A l'occasion de la journée mondiale de la poésie

La situation du monde met en évidence la fragilité et la contingence (« comment vient la mort » comme disait Jorge Manrique) de l'être humain. Face à cette situation, beaucoup de choses qui sont importantes passent au premier plan. L'un d'eux est la culture. Précisément Alfonso X el Sabio se distingue pour être l'un de nos premiers rois qui a vu la culture comme un moteur de progrès économique et social et, en outre, comme un élément qui nous rapproche du bonheur; mieux dit : pour profiter de moments de bonheur.

Parfois parce que le pragmatisme prédomine dans notre société. Qu'est ce que ça signifie? Car ce qui est important c'est ce qui est utile, ce qui est rentable pour votre poche, ce qui vaut quelque chose. Tout ce qui n'a pas d'utilité immédiate est relégué.

Je le vois dans l'Université qui, malheureusement, n'est plus un lieu de concentration des savoirs (comme dans les universités médiévales), mais une fabrique de professionnels.
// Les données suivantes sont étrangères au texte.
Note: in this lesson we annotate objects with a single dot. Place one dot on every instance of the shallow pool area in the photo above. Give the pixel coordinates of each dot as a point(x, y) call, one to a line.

Il faut aller à l'Université pour apprendre, se former, pour goûter à la joie de savoir, pas en vue d'obtenir un emploi, ce qui est autre chose pour lequel il faudra se battre plus tard.

Mais le paradoxe est que les choses les plus importantes dans la vie sont les choses inutiles, car elles ne se réfèrent pas à l'avoir, elles ne valent pas la peine pour atteindre la rentabilité économique, mais elles nous aident plutôt à être. Pour le dire avec une idée aristotélicienne, ils ne sont pas entachés par l'idée qu'ils valent quelque chose. A quoi bon l'amour, la démocratie, contempler un lever de soleil ou un tableau du Caravage, écouter la musique de Beethoven, regarder les étoiles comme le faisait Alphonse X, la famille, assis sur un banc au milieu d'un parc ? Ce sont des choses précieuses en elles-mêmes et non basées sur quelque chose; notre aide pour être meilleur, pour savourer la joie de vivre sans plus. Les choses les plus importantes de la vie ne sont pas productives pour le marché, mais sont associées à notre sens, à la joie de vivre qu'elle nous garantit.

Ce 21 mars est la journée mondiale de la poésie. Ce jour-là, le poète Jesús Maroto a présenté un nouveau recueil de poèmes (intitulé "Les jours pertinents") à la mairie de Tolède. Notre compatriote Alfonso X aimait non seulement écouter de la poésie (grâce aux ménestrels et troubadours) mais aussi l'écrire (il y a ses chansons). A quoi sert la poésie ? Eh bien, c'est sa valeur : il est inutile car il n'entre pas dans les activités souillées d'utilité. Il essaie d'ouvrir nos yeux pour voir plus et mieux, et de nous rapprocher de la pulsation vive et chaleureuse de la vie, ce qui n'est pas peu. Dans les moments difficiles, la poésie (et la culture en général) vient à notre secours pour nous faire sentir que malgré toutes les circonstances défavorables, la beauté et les mérites sont possibles, valent la peine d'être vécus. La poésie, pour reprendre les images du poète Jesús Maroto, est nécessaire comme le pain et c'est quelque chose de pertinent ; il offre une sorte de sagesse qui le rend précieux en soi. Et c'est beaucoup.